First, this produces an unbelievably strong full-funnel b2b marketing operation. It’ll now have an unbelievable amount of content to move users from unknown to known with both contact-level and behavioral first-party data. From there, it’ll be able to use that data to create both insights (trends, for example) as well as prove intent (how likely someone is to make a purchase). And then the right performance products can be used for the right audience. In total, you’re looking at scale of 50 million known, 1st-party data-empowered users across the two companies.

A key difference between Foundry and TechTarget is, thanks to the addition of Industry Dive, TechTarget can do this across many more verticals.

Cyclical Markets?

What’s unclear is how Foundry is doing as a business. To some extent, we can use TechTarget as a barometer because they have similar capabilities. TechTarget is slated to report its FY 2024 financials next week, but if we look at the first nine months of 2024 compared to 2023, revenue was down year-over-year. J.P. Morgan released its equity research on the combined Informa TechTarget and had this to say:

TechTarget grew 10%, 11%, 85% and 9%, respectively, from 2019 to 2022. Growth began faltering in 2023, when IT majors cut back on S&M expenses and prioritized margins. Since then, legacy TechTarget did not experience a cyclical recovery.

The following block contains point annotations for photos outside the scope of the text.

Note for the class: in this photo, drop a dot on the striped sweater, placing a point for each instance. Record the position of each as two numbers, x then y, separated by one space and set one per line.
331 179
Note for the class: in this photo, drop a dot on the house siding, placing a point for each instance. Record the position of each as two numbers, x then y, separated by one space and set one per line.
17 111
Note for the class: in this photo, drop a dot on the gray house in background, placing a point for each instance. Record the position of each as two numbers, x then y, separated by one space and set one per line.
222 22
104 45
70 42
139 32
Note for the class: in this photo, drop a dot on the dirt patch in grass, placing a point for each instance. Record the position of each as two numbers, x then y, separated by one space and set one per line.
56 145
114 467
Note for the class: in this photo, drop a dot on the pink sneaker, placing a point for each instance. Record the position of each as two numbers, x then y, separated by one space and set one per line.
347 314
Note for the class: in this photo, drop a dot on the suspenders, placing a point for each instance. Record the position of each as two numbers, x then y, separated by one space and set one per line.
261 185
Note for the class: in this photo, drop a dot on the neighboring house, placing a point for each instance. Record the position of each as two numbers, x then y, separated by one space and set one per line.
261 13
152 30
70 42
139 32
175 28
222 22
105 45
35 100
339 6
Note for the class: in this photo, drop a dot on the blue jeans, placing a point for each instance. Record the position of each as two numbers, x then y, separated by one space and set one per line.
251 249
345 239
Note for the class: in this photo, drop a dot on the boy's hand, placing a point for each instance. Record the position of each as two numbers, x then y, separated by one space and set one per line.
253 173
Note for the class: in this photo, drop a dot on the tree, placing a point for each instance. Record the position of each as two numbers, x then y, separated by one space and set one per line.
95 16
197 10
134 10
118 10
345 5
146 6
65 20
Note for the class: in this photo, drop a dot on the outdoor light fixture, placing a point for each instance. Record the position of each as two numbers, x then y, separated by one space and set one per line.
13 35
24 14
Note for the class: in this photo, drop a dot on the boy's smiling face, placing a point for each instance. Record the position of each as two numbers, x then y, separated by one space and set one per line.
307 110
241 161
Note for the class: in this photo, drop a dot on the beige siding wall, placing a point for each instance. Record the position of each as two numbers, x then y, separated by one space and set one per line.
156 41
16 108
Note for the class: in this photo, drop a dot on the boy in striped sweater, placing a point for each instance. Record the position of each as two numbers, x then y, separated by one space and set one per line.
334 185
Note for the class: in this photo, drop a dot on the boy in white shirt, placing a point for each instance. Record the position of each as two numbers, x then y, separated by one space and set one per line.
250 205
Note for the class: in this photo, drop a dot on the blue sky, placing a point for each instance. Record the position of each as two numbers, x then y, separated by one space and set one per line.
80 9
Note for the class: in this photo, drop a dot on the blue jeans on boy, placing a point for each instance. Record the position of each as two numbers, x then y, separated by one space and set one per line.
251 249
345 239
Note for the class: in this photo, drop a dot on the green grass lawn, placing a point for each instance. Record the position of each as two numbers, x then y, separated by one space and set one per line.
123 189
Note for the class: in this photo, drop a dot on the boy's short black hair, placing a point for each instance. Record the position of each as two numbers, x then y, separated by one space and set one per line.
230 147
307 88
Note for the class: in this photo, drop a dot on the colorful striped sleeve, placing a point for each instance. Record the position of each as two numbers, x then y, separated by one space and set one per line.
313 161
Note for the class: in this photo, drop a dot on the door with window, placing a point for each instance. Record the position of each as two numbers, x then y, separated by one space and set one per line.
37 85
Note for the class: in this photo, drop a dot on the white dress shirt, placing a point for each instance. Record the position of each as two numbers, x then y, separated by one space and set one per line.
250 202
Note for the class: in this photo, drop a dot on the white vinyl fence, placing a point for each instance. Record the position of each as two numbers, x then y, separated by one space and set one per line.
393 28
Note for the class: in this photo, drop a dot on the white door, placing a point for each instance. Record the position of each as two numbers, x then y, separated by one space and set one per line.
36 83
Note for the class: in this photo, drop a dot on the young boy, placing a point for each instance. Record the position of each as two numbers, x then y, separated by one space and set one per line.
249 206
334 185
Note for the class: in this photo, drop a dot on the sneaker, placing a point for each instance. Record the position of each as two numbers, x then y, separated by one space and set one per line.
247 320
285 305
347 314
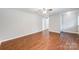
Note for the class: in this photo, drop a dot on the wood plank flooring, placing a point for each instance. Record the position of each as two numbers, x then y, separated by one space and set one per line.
43 41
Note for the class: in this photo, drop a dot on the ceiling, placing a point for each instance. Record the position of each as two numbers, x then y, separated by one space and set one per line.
51 11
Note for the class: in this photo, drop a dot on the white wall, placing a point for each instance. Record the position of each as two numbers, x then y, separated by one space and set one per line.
15 23
70 22
54 23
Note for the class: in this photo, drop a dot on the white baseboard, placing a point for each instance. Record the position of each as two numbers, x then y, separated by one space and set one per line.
19 36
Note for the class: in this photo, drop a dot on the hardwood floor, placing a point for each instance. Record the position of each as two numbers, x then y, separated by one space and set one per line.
43 41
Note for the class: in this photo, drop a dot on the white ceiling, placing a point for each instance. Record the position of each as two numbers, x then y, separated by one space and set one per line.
54 10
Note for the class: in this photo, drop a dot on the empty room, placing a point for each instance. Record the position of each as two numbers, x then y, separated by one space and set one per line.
39 28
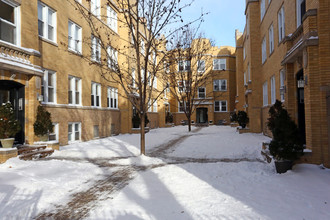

From an operational perspective, maybe Foundry is in a better position; however, it’s unlikely that it was able to buck the trend of major technology companies cutting back on sales and marketing expenses. You reach a certain scale and the macro environment has a much bigger impact on the business.

These market headwinds could explain why IDG, Inc. decided to spin Foundry off at this particular moment. If we go back to the IDC/Gartner comparison, the latter has seen revenue grow from $4.7 billion in FY 2021 to $6.3 billion last year. If IDC has seen directionally this kind of revenue growth (even if absolute numbers are smaller) while Foundry looks more like TechTarget, the deal looks even more obvious.

The reshuffling of these tech media assets points to a broader evolution in the B2B marketing landscape. The current tech spending slowdown has created short-term challenges, but the fundamental value proposition of intent-driven marketing platforms remains strong.